Шрифт:
Интервал:
Закладка:
– Так-так-так. Эдвин де Вальв. Редактор и профессиональный мудила. Наконец-то нашел меня.
– Добрый день, Джек.
– Выпьешь? Эдвин кивнул.
– И себе налейте. Выпить перед смертью.
Но Джек не двинулся с места. Прищурясь, глядел на Эдвина так, словно хотел прервать его существование одной лишь силой воли.
– Чего явился?
– Потому что все знаю. Про Гарри Лопеса. Про весь это фарс. Черт, я даже пытался убить Гарри. – Скрытую угрозу Джек пропустил мимо ушей.
– И что, он мертв?
– Нет, к сожалению, – сказал Эдвин и мысленно измерил расстояние от руки с бутылкой виски до курка винтовки, прикинув, успеет ли он нырнуть, выдернуть пистолет, эффектно перекатиться через плечо и, возможно, сказать пару выразительных прощальных фраз, стреляя в широкую грудь. – Вы, вероятно, слышали, – продолжал Эдвин. – Гарри завязал с ролью «просветленного учителя» и отрекся от своей божественности.
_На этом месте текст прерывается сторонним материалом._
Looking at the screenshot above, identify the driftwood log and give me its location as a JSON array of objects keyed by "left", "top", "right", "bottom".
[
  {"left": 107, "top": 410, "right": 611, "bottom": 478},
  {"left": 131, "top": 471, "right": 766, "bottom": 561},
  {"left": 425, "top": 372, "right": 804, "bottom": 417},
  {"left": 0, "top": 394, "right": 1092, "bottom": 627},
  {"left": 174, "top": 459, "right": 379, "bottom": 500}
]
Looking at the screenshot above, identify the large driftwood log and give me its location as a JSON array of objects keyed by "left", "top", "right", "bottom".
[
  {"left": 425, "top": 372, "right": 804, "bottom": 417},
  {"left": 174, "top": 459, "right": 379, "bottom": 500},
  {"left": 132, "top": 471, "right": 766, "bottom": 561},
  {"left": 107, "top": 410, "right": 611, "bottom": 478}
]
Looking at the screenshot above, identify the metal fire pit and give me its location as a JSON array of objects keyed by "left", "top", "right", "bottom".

Что ж, жалеть тут не о чем, актер из него неважный. Великим трагиком его никак не назовешь.
– Точно, – Джек хрипло хохотнул. – Бэрримора из него не вышло. Слыхал его шотландский выговор?
– Нет. Меня он порадовал… точнее, навязал мне свой ирландский.
– Один хрен. Славный малый, приятный паренек. Но не орел.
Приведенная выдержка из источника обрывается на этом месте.